To understand the economics of U.S. climate and coal policy, begin with three facts. About 85% of U.S. coal goes into electricity, according to Moody’s Investors Service. Electricity demand is expected to grow just 0.9% annually through 2040, according to the Energy Information Administration. And the falling price of gas, coupled with existing rules to limit power plants’ mercury emissions, mean coal will be more expensive than gas as well as dirtier. And that’s before new carbon limits raise coal’s effective price again.

That’s why utilities began shifting from coal by 2004, according to the EIA. In the past decade, coal’s share of electricity production fell to 40% from 50%. Natural gas gained 9 points and now commands 27% of the market, and the share of renewables like solar and wind has tripled to 6.2%.
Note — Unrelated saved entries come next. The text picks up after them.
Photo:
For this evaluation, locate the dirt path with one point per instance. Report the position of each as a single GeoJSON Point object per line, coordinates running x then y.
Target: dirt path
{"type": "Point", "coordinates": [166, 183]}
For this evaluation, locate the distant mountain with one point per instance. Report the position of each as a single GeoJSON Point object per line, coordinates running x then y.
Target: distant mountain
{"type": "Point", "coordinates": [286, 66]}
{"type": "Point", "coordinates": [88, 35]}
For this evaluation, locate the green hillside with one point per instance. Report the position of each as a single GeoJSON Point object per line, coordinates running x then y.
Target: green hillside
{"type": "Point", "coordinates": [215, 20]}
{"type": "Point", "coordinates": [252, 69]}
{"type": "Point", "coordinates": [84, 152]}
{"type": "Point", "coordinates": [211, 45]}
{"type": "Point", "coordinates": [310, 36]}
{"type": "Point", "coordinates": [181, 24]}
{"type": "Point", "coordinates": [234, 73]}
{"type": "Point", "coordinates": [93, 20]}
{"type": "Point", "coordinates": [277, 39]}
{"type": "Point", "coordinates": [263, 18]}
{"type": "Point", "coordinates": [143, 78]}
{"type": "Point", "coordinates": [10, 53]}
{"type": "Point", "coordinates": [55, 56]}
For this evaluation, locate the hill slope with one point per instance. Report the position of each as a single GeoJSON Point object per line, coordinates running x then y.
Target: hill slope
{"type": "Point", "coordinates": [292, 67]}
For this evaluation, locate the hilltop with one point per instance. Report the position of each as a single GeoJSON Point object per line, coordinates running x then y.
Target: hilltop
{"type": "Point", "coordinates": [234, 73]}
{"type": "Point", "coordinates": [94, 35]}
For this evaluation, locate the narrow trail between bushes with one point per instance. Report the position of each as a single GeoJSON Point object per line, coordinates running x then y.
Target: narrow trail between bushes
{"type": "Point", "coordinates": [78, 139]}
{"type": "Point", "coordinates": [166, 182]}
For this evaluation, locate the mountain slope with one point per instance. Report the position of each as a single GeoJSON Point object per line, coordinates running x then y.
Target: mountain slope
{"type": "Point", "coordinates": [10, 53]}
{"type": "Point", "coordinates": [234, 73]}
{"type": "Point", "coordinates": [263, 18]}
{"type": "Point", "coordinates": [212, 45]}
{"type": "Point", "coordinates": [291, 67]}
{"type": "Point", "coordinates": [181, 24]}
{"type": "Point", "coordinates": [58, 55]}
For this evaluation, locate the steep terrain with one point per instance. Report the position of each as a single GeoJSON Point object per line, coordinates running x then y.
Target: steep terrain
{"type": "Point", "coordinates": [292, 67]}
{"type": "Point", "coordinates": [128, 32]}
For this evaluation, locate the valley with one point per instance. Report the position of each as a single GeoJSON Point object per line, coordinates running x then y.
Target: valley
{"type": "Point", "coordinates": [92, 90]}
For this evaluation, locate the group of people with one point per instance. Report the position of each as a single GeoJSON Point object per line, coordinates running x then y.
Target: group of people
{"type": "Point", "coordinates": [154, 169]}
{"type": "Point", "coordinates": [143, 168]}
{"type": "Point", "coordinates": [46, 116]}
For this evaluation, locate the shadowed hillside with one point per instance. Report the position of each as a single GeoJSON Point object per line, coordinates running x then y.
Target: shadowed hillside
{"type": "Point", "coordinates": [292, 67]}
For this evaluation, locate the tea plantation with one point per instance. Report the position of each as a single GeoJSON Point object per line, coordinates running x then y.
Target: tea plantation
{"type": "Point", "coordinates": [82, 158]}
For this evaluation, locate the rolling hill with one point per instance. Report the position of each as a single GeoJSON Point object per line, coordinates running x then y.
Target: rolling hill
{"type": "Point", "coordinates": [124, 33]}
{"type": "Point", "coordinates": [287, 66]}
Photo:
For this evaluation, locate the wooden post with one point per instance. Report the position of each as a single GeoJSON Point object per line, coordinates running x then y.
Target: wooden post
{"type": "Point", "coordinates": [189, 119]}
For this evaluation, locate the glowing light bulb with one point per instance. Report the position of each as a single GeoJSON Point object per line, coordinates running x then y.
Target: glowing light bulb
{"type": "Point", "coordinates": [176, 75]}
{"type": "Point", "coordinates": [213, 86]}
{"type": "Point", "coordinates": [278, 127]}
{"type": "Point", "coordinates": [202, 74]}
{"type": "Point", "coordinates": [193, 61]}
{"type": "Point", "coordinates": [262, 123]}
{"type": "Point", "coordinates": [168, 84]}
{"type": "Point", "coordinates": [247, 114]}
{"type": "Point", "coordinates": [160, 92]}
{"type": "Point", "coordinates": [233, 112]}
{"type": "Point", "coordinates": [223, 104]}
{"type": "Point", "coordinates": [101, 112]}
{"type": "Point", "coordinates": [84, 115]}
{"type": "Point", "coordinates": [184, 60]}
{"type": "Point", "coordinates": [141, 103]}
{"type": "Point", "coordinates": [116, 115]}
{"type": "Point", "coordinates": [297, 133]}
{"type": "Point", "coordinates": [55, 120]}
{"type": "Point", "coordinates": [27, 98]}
This happened before the first broad federal limits on carbon from existing power plants — expected to be some variation of flexible cap-and-trade standards Republicans proposed in the 1980s but oppose now — are even introduced for public comment. They’ll take years to implement.

“If you have less demand and you have a cheaper fuel source, you don’t have to run the coal plants as often,” Morningstar utilities analyst Travis Miller says. A bonus: Carbon-dioxide emissions from power plants dropped 10% between 2010 and 2012, EPA says.

Markets have seen this coming like — sorry — a train full of coal. Coal prices haven’t recovered nearly all of their 2012 losses, even though gas prices have doubled from a trough that year.

Or look at bond ratings. Moody’s rates all 13 coal producers it follows as below investment grade. Of special note to Kentucky, where up-for-re-election GOP Sen. Mitch McConnell is working the “war on coal” theme hard : Moody’s has downgraded Arch Coal /quotes/zigman/184548/delayed/quotes/nls/aci ACI -6.38%  and Alpha Natural Resources /quotes/zigman/362718/delayed/quotes/nls/anr ANR-1.23% , two mining companies with Kentucky operations, three times each since early 2012, reducing their ratings by a total of seven notches, the firm says.

And Moody’s didn’t cite carbon rules: Instead, the culprit is a broad, secular decline in the price of Appalachian coal.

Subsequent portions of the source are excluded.